Fitch Ratings, one of the world’s leading investment and economic rating agencies, has projected that despite the whirlwinds in the world’s economic landscape across geopolitical zones, global reinsurers are expected to maintain strong earnings through the rest of 2024 and into 2025.
The rating agency linked its forecast on the reinsurance business to generally adequate pricing and disciplined underwriting by risk-underwriting entities.
In a news report on Wednesday from Reinsurance News, an online industry-focused medium, Fitch noted that in the first half of 2024, the 19 non-life reinsurers tracked by its researchers achieved a combined ratio of 84.2%, an improvement from 85.9% in the same period last year. This improvement is attributed to better underwriting profitability and manageable catastrophe losses.
Based on the research finding, the rating firm predicted: “Underwriting results should remain favourable in 2H24 and 2025 as pricing is generally adequate.”
The report reflected that non-life reinsurance net premiums increased by 6% in 1H24 from 1H23, reflecting strong performance during the reinsurance renewals, as market conditions remained favourable.
While premium growth is expected to persist, Fitch predicts it will slow as competition increases in the market.
In addition, the firm reported that for life and health (L&H) reinsurance, there was a 6% rise in pre-tax income for the first half of 2024 as profitability varied among companies based on their mortality and morbidity experience.
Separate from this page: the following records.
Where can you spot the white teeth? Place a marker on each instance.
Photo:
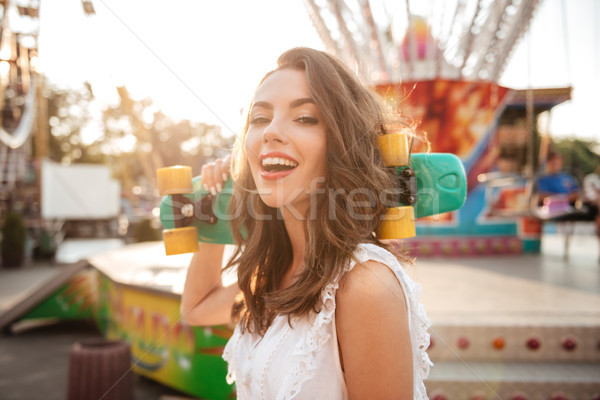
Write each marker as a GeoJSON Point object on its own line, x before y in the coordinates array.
{"type": "Point", "coordinates": [278, 161]}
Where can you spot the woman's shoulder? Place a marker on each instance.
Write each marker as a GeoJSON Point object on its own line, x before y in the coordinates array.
{"type": "Point", "coordinates": [374, 276]}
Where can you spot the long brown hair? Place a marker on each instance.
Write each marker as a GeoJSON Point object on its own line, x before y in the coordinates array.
{"type": "Point", "coordinates": [355, 175]}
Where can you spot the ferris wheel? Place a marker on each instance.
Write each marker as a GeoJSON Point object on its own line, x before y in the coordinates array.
{"type": "Point", "coordinates": [392, 41]}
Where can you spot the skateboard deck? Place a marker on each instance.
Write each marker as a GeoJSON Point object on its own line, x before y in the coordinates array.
{"type": "Point", "coordinates": [439, 186]}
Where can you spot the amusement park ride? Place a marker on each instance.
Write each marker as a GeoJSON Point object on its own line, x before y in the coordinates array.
{"type": "Point", "coordinates": [437, 62]}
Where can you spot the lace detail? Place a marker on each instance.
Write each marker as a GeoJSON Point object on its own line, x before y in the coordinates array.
{"type": "Point", "coordinates": [304, 360]}
{"type": "Point", "coordinates": [229, 355]}
{"type": "Point", "coordinates": [304, 355]}
{"type": "Point", "coordinates": [314, 332]}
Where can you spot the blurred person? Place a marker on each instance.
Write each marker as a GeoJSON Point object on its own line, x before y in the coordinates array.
{"type": "Point", "coordinates": [591, 196]}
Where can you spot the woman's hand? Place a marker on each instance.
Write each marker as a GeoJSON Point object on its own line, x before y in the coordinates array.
{"type": "Point", "coordinates": [214, 174]}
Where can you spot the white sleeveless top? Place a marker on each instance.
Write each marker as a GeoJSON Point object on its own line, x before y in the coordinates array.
{"type": "Point", "coordinates": [302, 361]}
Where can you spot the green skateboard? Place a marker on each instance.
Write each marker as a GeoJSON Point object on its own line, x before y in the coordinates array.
{"type": "Point", "coordinates": [432, 184]}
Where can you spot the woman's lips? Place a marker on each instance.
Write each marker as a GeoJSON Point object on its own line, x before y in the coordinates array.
{"type": "Point", "coordinates": [271, 176]}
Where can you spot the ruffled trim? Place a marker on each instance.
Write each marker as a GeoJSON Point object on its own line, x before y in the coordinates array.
{"type": "Point", "coordinates": [304, 363]}
{"type": "Point", "coordinates": [228, 355]}
{"type": "Point", "coordinates": [419, 322]}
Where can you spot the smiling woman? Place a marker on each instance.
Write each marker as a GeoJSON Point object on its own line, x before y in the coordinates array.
{"type": "Point", "coordinates": [315, 286]}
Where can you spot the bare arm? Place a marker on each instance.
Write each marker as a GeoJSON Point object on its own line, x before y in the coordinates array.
{"type": "Point", "coordinates": [205, 301]}
{"type": "Point", "coordinates": [373, 334]}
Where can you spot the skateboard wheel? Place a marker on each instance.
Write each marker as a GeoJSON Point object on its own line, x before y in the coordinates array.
{"type": "Point", "coordinates": [394, 148]}
{"type": "Point", "coordinates": [398, 223]}
{"type": "Point", "coordinates": [180, 240]}
{"type": "Point", "coordinates": [174, 180]}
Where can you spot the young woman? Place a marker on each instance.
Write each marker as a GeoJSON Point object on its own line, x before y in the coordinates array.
{"type": "Point", "coordinates": [323, 311]}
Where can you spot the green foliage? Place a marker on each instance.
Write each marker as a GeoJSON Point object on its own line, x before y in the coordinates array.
{"type": "Point", "coordinates": [13, 240]}
{"type": "Point", "coordinates": [581, 156]}
{"type": "Point", "coordinates": [135, 138]}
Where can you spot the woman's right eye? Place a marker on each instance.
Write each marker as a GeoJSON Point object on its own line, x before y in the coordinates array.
{"type": "Point", "coordinates": [259, 120]}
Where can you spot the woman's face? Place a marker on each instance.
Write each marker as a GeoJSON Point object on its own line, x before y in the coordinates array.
{"type": "Point", "coordinates": [286, 142]}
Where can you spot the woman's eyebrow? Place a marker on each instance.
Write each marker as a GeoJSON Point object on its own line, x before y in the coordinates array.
{"type": "Point", "coordinates": [263, 104]}
{"type": "Point", "coordinates": [293, 104]}
{"type": "Point", "coordinates": [301, 101]}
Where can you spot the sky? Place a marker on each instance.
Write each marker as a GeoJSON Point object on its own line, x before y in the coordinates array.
{"type": "Point", "coordinates": [202, 59]}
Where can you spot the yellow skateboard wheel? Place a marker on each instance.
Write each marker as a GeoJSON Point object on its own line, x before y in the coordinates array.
{"type": "Point", "coordinates": [174, 180]}
{"type": "Point", "coordinates": [398, 223]}
{"type": "Point", "coordinates": [180, 240]}
{"type": "Point", "coordinates": [394, 148]}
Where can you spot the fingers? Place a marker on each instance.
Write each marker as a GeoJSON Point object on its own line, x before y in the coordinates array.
{"type": "Point", "coordinates": [214, 174]}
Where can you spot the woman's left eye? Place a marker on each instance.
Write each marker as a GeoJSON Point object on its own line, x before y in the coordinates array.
{"type": "Point", "coordinates": [307, 120]}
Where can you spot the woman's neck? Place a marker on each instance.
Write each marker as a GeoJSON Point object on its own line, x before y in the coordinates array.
{"type": "Point", "coordinates": [296, 232]}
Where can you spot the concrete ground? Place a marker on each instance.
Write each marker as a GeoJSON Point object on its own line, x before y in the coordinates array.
{"type": "Point", "coordinates": [34, 364]}
{"type": "Point", "coordinates": [34, 359]}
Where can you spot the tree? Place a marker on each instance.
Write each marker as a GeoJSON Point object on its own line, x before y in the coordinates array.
{"type": "Point", "coordinates": [581, 156]}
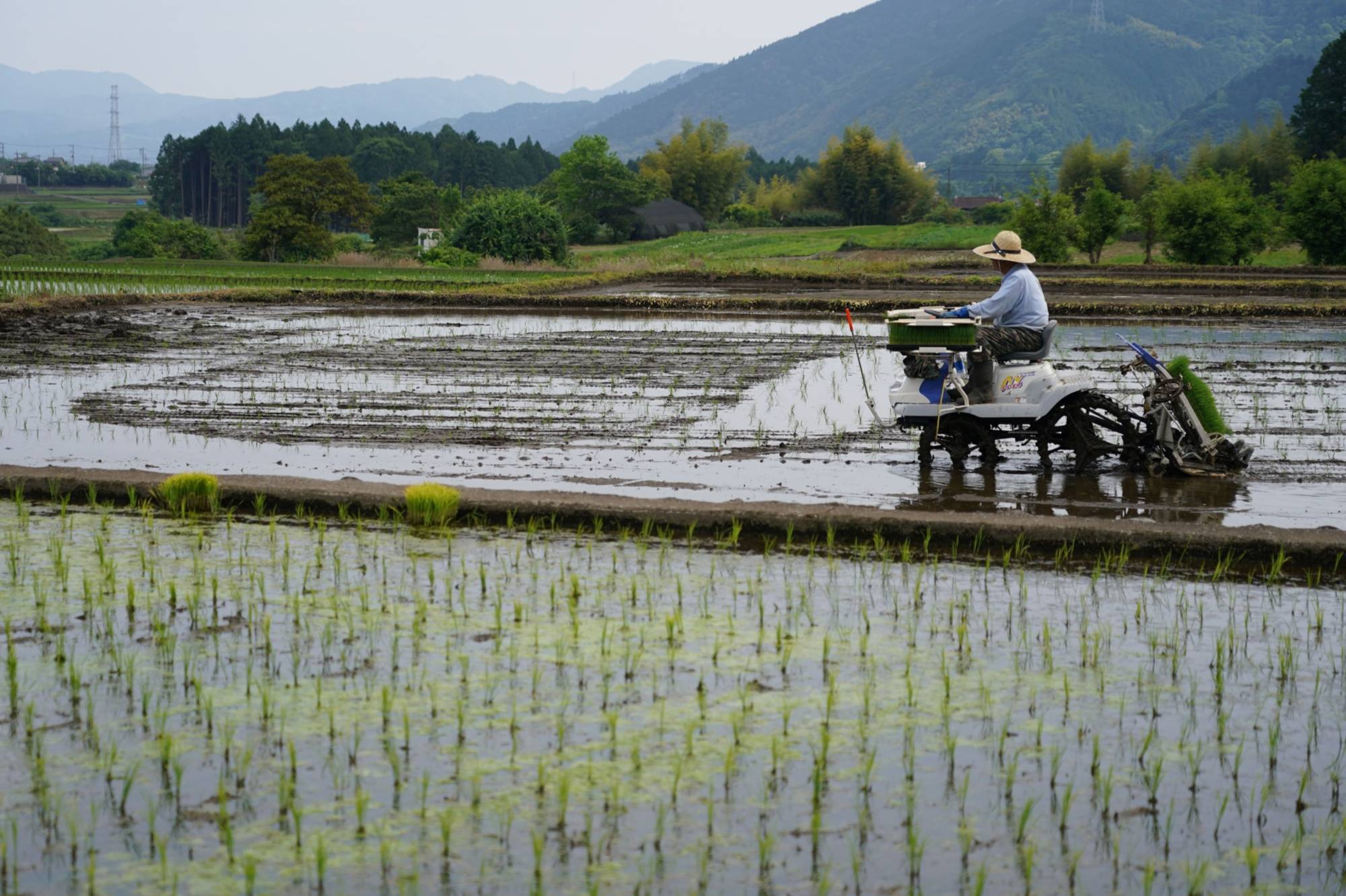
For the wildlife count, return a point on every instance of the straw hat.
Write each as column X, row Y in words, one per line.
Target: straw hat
column 1007, row 247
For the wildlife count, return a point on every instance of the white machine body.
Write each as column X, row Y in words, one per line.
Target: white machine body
column 1024, row 394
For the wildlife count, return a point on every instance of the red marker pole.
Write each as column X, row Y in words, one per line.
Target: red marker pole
column 855, row 341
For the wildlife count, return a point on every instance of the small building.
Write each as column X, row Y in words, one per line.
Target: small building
column 427, row 237
column 666, row 219
column 971, row 204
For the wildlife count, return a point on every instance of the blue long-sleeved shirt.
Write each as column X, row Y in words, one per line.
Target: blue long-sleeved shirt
column 1018, row 303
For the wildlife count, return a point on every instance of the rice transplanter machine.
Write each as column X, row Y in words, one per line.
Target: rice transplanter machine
column 1178, row 430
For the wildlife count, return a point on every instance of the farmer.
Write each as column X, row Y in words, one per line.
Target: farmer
column 1018, row 311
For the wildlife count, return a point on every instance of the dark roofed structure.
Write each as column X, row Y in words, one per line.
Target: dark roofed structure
column 666, row 219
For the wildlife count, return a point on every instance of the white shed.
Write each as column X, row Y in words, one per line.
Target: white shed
column 427, row 237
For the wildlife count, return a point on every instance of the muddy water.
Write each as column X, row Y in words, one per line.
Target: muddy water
column 711, row 407
column 275, row 707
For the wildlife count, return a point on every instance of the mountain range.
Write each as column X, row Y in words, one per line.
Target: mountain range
column 49, row 111
column 978, row 76
column 966, row 80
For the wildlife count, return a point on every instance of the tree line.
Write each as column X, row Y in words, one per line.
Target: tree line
column 38, row 172
column 212, row 176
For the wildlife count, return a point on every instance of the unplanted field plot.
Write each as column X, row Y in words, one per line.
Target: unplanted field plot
column 723, row 407
column 295, row 704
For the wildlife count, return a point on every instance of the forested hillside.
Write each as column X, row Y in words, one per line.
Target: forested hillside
column 209, row 177
column 1252, row 99
column 959, row 76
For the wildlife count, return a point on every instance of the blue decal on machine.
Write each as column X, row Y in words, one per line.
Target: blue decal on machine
column 933, row 388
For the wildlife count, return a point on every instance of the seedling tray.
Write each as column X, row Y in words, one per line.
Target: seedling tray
column 954, row 336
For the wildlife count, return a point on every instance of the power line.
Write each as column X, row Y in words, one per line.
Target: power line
column 114, row 130
column 1096, row 21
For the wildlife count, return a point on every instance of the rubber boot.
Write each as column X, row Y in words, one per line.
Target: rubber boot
column 982, row 381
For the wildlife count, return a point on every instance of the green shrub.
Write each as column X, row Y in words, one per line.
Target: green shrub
column 142, row 233
column 512, row 225
column 944, row 213
column 1047, row 224
column 814, row 219
column 1316, row 211
column 993, row 213
column 445, row 256
column 745, row 216
column 24, row 235
column 349, row 243
column 431, row 504
column 96, row 251
column 1216, row 221
column 189, row 493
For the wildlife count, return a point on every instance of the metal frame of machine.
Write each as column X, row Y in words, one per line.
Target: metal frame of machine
column 1061, row 412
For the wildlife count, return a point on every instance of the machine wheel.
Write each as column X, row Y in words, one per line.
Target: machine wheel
column 959, row 435
column 1090, row 427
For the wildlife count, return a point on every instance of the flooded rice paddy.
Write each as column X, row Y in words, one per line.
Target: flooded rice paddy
column 713, row 407
column 278, row 704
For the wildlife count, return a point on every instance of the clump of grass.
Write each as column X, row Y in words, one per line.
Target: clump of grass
column 190, row 493
column 431, row 504
column 1199, row 394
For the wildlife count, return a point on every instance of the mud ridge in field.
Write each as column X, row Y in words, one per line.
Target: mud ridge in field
column 643, row 388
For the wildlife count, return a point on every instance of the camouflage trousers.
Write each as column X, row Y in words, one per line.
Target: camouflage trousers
column 993, row 344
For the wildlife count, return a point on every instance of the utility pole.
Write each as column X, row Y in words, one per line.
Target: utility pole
column 114, row 130
column 1096, row 21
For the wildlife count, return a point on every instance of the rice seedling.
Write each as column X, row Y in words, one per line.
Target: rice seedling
column 431, row 504
column 299, row 692
column 196, row 493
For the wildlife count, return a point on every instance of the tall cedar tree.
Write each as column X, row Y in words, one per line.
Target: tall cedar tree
column 302, row 201
column 1320, row 120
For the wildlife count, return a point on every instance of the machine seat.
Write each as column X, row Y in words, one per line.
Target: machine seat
column 1036, row 356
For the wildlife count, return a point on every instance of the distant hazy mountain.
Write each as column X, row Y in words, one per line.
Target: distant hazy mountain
column 557, row 124
column 1251, row 99
column 52, row 110
column 963, row 76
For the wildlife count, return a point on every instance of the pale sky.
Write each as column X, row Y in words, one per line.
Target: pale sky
column 255, row 48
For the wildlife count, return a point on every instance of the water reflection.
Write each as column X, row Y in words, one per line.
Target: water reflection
column 1100, row 496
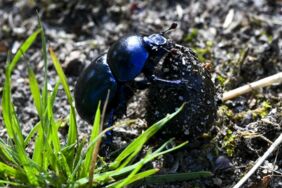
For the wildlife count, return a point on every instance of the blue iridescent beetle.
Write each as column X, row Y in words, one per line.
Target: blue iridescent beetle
column 126, row 59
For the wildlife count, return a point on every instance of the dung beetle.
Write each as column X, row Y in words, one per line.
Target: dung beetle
column 125, row 60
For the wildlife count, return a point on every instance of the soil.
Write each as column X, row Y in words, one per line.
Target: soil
column 237, row 41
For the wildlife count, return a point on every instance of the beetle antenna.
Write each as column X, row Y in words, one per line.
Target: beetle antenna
column 172, row 26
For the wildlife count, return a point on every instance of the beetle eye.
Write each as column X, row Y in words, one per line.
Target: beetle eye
column 155, row 40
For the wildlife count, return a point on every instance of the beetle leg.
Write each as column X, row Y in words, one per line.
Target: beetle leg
column 164, row 82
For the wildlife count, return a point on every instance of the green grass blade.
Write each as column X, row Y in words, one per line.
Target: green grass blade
column 129, row 178
column 35, row 91
column 44, row 55
column 31, row 133
column 131, row 148
column 94, row 134
column 72, row 134
column 136, row 177
column 170, row 178
column 8, row 170
column 22, row 49
column 38, row 148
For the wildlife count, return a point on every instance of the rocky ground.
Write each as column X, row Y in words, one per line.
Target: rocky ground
column 239, row 40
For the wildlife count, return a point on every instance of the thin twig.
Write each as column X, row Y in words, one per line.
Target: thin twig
column 97, row 146
column 274, row 79
column 259, row 161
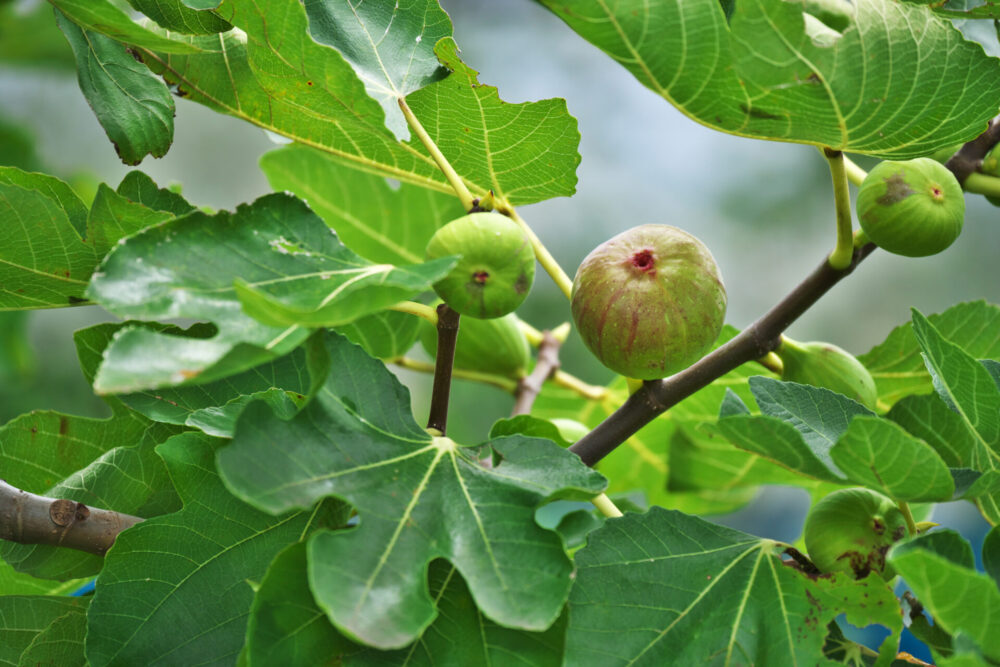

Fitch noted that but overall, increased investment income from higher interest rates benefited the entire group.
Additionally, it reported that shareholders’ equity increased by 6% in 1H24 from the end of 2023, driven by higher underwriting and investment income, as well as gains in equity markets.
On the industry outlook, it predicted: “Companies are expected to maintain strong capitalisation and may increase share repurchases and dividends in the latter half of 2024 and into 2025 as growth opportunities lessen and investors seek returns on capital.”